A hash table is an alternative implementation for an associative array. It consists of a “table” in the form of a random access array. In order to find at which index $i$ of the table a key-value pair $(k,v)$ is stored, we have function $i = h(k)$. An ideal hash function is constant time on all keys and minimises the chance of collisions. A collision between two keys $k_1$ and $k_2$ is when $h(k_1) = h(k_2)$. Note that it is not possible for $h$ to be completely collisionless unless you have at least as many rows in your hash table as elements you want to insert. Generally the table stores some kind of list at each index in order to resolve collisions, so in practice you will typically have a random access array of pointers, and each pointer will point to an array (or list, or similar structure) containing all the key-value pairs which hash to that index.

The diagram below gives an example of a hash table for the same data as the BST above. In the ideal case all the keys would map to different indices in the table, but for illustration purposes we have shown a number of collisions. From each hash function on the left we get an index in the random access array, and then we can follow a pointer to all the data stored at that index.

How quick it is to look up an element in this list will depend on the kind of structure used (for example, all of the above structures could be used!) but the key to a hash table’s performance is that collisions should be rare so that the size of these lists remains small. If the number of colliding keys is bounded by a constant then the look-up/insertion in the list will constant time, and since the hash function and checking the random access array are also constant time, hash tables have $O(1)$ operations for insertion, look-up, and removal. Just because the complexity is $O(1)$ (under appropriate circumstances) doesn’t necessarily mean that hash tables are faster than other methods though: there are overheads to think about as well, especially from the hash function! Often a BST will be faster for moderately sized data. Hash tables can also require allocating more memory than you need.

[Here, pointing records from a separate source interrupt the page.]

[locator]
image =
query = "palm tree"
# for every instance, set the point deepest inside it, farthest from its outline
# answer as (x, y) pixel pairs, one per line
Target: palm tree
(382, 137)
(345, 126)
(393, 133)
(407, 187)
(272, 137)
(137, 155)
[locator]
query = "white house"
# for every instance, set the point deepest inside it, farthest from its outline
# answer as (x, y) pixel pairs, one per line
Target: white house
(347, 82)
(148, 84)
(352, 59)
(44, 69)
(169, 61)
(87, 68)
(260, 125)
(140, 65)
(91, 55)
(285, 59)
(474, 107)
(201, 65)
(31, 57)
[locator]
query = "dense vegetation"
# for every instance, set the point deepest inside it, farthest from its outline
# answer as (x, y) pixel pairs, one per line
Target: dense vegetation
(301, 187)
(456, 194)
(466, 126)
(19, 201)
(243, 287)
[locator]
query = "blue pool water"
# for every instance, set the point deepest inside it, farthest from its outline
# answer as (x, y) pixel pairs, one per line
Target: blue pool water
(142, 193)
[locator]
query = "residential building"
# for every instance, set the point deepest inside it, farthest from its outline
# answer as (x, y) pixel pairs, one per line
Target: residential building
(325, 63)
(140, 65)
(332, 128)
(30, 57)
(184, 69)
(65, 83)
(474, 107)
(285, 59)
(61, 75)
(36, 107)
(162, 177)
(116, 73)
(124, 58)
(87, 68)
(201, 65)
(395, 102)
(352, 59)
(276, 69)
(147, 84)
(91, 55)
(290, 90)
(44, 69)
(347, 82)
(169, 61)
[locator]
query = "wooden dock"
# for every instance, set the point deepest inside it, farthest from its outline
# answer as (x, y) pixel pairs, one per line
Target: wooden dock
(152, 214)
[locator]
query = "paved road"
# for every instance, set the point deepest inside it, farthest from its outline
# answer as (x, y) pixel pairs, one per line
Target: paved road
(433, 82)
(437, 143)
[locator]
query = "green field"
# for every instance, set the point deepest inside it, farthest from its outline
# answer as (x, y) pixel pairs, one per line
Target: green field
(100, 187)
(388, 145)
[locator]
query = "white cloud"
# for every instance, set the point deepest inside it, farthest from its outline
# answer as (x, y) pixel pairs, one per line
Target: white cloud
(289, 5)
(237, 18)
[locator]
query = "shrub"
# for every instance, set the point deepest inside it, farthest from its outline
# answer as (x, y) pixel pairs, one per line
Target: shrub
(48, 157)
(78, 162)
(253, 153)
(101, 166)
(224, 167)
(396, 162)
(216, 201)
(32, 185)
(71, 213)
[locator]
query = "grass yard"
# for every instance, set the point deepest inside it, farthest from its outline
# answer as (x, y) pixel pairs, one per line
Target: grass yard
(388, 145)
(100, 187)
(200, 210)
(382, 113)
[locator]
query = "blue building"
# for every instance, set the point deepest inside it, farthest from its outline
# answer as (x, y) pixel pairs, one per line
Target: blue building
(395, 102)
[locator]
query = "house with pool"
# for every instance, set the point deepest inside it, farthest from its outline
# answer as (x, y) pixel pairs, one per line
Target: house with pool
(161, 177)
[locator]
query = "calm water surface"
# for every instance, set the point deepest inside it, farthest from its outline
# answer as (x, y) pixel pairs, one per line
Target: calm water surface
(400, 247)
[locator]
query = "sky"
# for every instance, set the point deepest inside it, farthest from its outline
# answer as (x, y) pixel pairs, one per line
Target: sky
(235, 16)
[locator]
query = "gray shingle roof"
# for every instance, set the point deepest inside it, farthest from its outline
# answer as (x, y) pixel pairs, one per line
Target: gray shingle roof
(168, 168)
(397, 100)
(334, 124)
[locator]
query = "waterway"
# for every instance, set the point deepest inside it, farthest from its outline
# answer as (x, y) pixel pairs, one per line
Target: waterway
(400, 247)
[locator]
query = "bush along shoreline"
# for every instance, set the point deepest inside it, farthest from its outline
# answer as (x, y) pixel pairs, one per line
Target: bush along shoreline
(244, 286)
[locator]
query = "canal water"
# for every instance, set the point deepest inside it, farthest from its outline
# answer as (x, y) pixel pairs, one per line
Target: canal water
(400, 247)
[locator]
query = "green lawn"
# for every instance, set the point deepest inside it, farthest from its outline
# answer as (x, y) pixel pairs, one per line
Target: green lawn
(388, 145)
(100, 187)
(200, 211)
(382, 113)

std::unordered_map is usually implemented as a hash table.

Cache Performance of Data-Structures

As we’ve seen from the above, structures like linked lists, binary search trees, and hash tables can be highly fragmented in memory (i.e. they are not necessarily contiguous). This prevents us from getting substantial performance advantage from hardware caching the way that we do when iterating over contiguous arrays. When we can, it is desirable to store data in a so-called “flat” datastructure, i.e. a contiguous block of memory with data stored in an appropriate order. This makes iterating over data faster due to the cache benefits, and also makes data easier to send to external devices such as GPUs or other CPUs (as we’ll see when we explore MPI in weeks 9 and 10).

This does not mean that we shouldn’t use data structures like linked lists or BSTs, but its important to understand the advantages and disadvantages to make informed choices. For example, if we need an associative array of key-value pairs, simply storing them in a random access array would make it very hard to look up the value for a given key. Having a structure like a BST makes this look up fast even though the data is more fragmented.